New York Law Journal, June 26, 2025 —

In this author’s opinion, one of the great disservices that we, as lawyers, are told in law school is the notion that using “legalese,” pseudo-Latin prose, and/or long-winded lawyer sounding words and grammar somehow puts our ability to convey a written point in a manner that far surpasses the ability of non-lawyers to do the exact same thing.

My National Institute for Trial Advocacy Instructor once told me that it was not the polished prose of the “Bobby Donnell” character (Dylan McDermott) in the late 1990s television show known as The Practice whose advocacy skills were worthy of praise, but instead, the down to earth, Plain English advocacy of the less suave character known as “Jimmy” (Michael Badalucco).

The more that I draft separation or other agreements in divorce cases, the more I am convinced that the Plain English, “Jimmy” style of written (and oral) advocacy is a much surer bet in terms of trying to avoid future disputes over the meaning of written words in those same agreements.

That brings us to Justice Jeffery S. Sunshine’s recent decision in E.S. v. H.G., 2025 NY Slip Op 50610(U) (Kings Cty., 2025).

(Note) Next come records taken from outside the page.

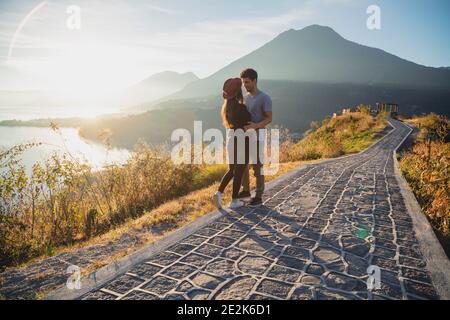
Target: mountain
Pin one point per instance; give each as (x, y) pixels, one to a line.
(155, 87)
(318, 54)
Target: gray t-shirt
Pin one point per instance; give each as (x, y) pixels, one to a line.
(257, 105)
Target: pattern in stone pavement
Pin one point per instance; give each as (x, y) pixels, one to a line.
(314, 238)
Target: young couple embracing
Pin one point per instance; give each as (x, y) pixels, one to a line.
(243, 113)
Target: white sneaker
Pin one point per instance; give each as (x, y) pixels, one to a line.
(217, 198)
(236, 203)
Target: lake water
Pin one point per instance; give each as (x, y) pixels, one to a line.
(67, 140)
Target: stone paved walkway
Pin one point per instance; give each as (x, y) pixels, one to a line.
(314, 238)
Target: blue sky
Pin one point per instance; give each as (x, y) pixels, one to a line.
(136, 38)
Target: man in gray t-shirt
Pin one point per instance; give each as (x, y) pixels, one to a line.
(259, 105)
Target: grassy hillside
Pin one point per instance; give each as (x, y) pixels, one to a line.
(426, 167)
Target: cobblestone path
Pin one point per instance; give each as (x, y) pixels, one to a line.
(314, 238)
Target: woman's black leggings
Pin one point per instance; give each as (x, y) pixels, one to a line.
(235, 172)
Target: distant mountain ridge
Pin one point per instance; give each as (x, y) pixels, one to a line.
(319, 54)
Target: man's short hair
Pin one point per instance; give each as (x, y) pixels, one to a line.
(249, 73)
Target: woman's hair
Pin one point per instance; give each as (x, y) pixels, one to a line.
(227, 107)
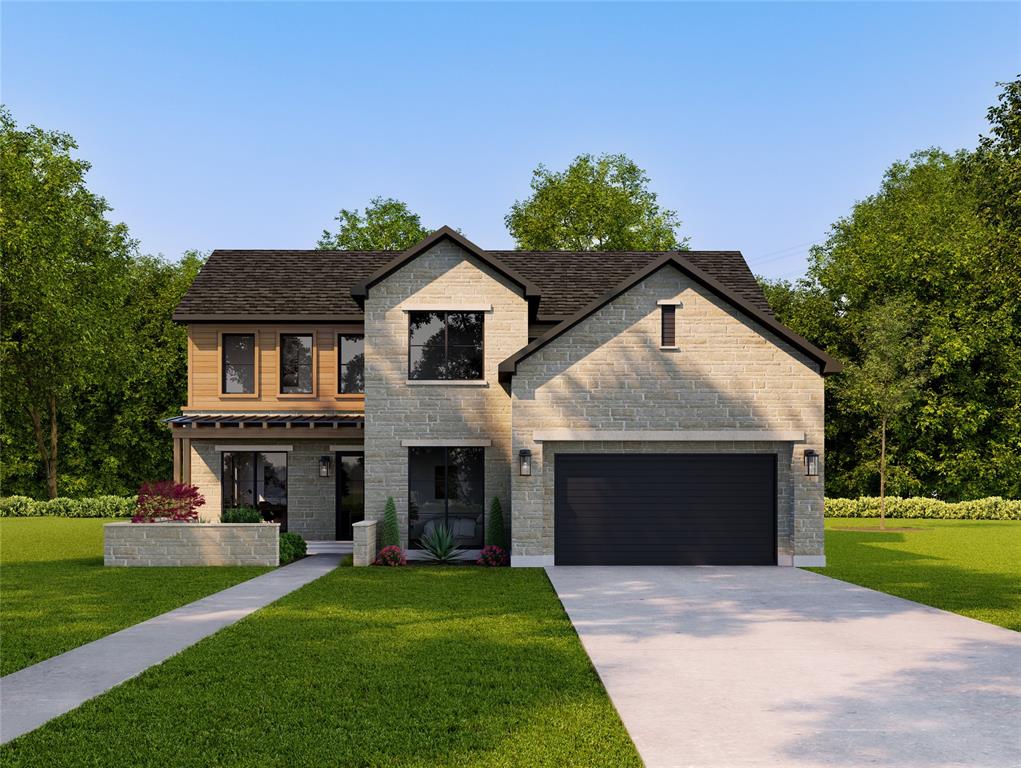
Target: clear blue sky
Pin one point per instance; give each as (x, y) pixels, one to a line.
(232, 125)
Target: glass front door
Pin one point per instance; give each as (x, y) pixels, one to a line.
(350, 493)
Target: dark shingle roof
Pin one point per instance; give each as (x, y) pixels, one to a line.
(317, 284)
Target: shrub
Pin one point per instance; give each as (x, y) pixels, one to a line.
(438, 545)
(241, 515)
(167, 501)
(495, 533)
(292, 547)
(493, 557)
(391, 556)
(992, 508)
(391, 533)
(98, 507)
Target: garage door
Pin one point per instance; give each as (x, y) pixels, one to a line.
(665, 509)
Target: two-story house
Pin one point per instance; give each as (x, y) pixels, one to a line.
(625, 407)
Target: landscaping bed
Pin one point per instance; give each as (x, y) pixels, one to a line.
(367, 666)
(57, 594)
(970, 567)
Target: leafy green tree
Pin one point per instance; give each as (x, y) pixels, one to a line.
(62, 286)
(386, 225)
(887, 380)
(597, 203)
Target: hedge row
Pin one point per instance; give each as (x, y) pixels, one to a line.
(993, 508)
(98, 507)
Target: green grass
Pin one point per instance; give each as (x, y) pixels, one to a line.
(365, 667)
(970, 567)
(55, 594)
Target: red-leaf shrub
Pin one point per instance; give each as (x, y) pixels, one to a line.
(167, 501)
(493, 557)
(391, 556)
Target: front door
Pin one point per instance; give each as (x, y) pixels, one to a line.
(350, 493)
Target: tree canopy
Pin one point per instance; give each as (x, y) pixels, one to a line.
(386, 225)
(597, 203)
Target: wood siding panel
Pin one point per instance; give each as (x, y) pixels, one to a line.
(204, 371)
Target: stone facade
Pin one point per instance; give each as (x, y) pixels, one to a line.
(610, 373)
(444, 277)
(191, 544)
(310, 498)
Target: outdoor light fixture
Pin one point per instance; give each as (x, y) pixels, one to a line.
(811, 463)
(525, 462)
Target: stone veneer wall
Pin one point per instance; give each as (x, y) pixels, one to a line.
(444, 277)
(310, 498)
(191, 544)
(609, 373)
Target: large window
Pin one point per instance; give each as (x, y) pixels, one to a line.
(445, 487)
(295, 364)
(445, 345)
(351, 360)
(259, 480)
(238, 364)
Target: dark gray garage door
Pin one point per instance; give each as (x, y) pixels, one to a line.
(665, 509)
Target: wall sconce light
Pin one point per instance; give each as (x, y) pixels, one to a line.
(811, 463)
(525, 462)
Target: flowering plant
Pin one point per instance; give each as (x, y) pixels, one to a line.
(167, 501)
(493, 557)
(391, 556)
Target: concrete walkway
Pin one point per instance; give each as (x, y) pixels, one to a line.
(33, 696)
(782, 667)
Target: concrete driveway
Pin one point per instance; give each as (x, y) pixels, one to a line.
(783, 667)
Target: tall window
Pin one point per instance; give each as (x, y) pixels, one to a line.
(238, 364)
(445, 345)
(295, 364)
(445, 487)
(351, 356)
(259, 480)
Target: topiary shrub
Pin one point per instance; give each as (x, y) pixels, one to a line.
(391, 556)
(391, 533)
(495, 532)
(292, 547)
(493, 557)
(166, 501)
(241, 515)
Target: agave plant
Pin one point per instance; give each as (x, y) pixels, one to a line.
(439, 545)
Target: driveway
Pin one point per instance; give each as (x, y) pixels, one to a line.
(783, 667)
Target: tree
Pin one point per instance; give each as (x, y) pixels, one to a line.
(886, 381)
(387, 225)
(597, 203)
(62, 285)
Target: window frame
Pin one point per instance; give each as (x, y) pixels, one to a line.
(446, 344)
(340, 375)
(221, 350)
(280, 364)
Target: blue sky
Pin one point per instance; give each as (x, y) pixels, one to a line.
(236, 125)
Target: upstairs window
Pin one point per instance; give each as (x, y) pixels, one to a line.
(669, 326)
(295, 364)
(238, 366)
(445, 345)
(351, 362)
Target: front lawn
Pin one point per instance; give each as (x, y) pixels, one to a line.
(55, 594)
(368, 667)
(970, 567)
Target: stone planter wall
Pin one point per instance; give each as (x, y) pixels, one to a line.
(191, 544)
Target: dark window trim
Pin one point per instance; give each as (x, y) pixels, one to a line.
(340, 367)
(223, 363)
(311, 363)
(446, 343)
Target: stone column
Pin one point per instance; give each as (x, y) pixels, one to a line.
(365, 542)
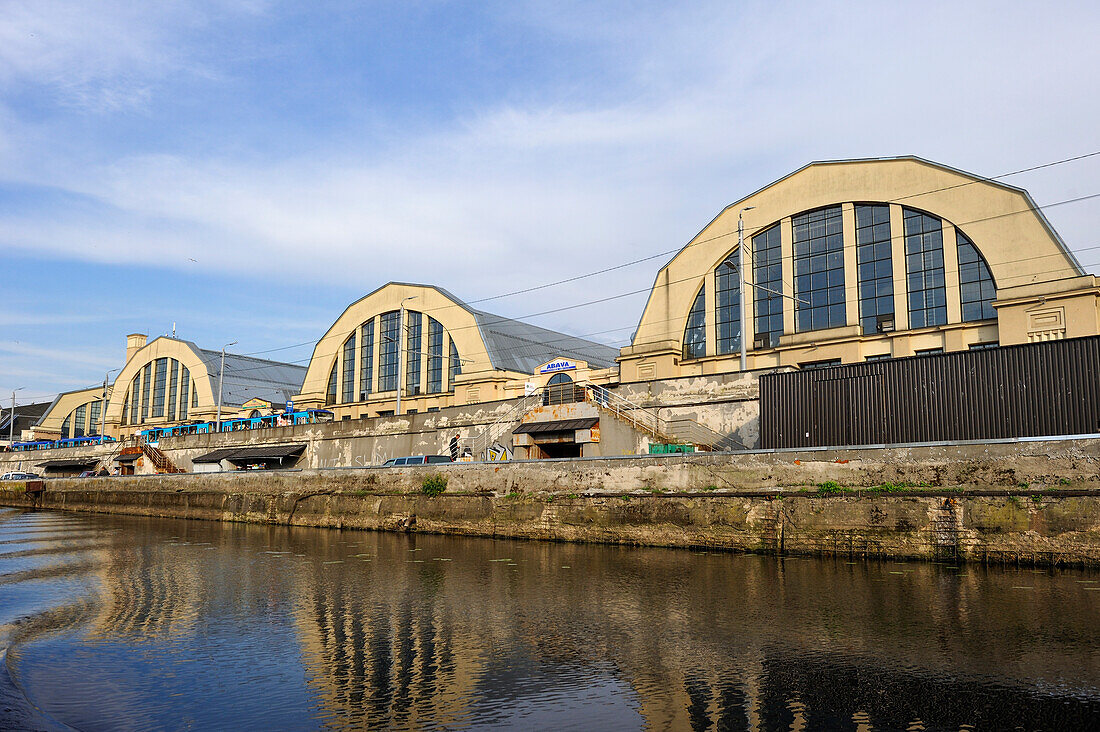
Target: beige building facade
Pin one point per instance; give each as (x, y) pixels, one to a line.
(437, 351)
(845, 262)
(168, 381)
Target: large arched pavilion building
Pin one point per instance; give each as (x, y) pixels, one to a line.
(447, 353)
(858, 260)
(168, 381)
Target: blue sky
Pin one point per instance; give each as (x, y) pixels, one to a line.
(245, 170)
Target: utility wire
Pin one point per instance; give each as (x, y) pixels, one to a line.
(748, 232)
(697, 275)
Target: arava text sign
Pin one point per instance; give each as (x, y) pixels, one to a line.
(560, 364)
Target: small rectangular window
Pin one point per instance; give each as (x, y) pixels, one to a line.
(825, 363)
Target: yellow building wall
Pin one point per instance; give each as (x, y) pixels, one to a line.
(1019, 247)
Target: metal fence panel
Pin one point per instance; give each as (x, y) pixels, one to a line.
(1032, 390)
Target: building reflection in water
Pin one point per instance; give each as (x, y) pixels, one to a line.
(413, 632)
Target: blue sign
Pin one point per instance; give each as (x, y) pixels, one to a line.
(561, 364)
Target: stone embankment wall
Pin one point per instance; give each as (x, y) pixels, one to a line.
(1029, 502)
(725, 403)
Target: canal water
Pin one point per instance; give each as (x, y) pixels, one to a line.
(127, 623)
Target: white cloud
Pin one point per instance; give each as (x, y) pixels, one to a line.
(691, 110)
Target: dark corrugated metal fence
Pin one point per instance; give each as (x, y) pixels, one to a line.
(1031, 390)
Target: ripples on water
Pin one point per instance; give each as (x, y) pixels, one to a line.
(122, 623)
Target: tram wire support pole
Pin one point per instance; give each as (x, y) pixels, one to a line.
(740, 273)
(221, 379)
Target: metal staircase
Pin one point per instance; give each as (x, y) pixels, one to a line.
(681, 429)
(161, 461)
(479, 444)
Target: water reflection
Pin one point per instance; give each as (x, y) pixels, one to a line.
(213, 626)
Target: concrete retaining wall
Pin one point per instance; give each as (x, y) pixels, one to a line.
(1029, 502)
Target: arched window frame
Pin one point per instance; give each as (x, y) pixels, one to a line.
(694, 339)
(727, 305)
(977, 286)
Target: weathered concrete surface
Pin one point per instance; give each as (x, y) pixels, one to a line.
(1033, 502)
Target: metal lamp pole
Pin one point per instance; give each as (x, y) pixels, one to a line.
(11, 425)
(400, 351)
(740, 273)
(221, 378)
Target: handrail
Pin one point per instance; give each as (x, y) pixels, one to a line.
(626, 410)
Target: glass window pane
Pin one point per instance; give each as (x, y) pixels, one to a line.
(818, 243)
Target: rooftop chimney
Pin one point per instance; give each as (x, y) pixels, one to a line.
(135, 341)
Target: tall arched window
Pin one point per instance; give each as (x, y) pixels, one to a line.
(977, 290)
(387, 352)
(94, 412)
(330, 397)
(435, 356)
(875, 266)
(455, 368)
(366, 370)
(924, 270)
(728, 306)
(134, 390)
(78, 417)
(160, 379)
(768, 277)
(185, 391)
(173, 388)
(146, 388)
(695, 330)
(818, 270)
(413, 352)
(349, 371)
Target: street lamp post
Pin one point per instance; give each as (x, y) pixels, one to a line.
(400, 350)
(740, 272)
(11, 425)
(102, 408)
(221, 379)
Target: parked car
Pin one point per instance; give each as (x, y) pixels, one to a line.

In E.S., the parties entered into a stipulation of settlement (the “agreement”) resolving their divorce in 2006. At the time of the divorce (also in 2006), the parties had two minor children, ages four and six. Post-judgment litigation ensued when the mother sought to enforce the Agreement due to the father’s child support arrears.

At the time of the post-judgment application seeking enforcement on child support that is the subject of E.S., the parties—“who are both attorneys”—represented themselves. The father claimed that after the mother sought enforcement, he paid $82,400.37 in child support and “owes no other arrears for child support”. The mother disagreed.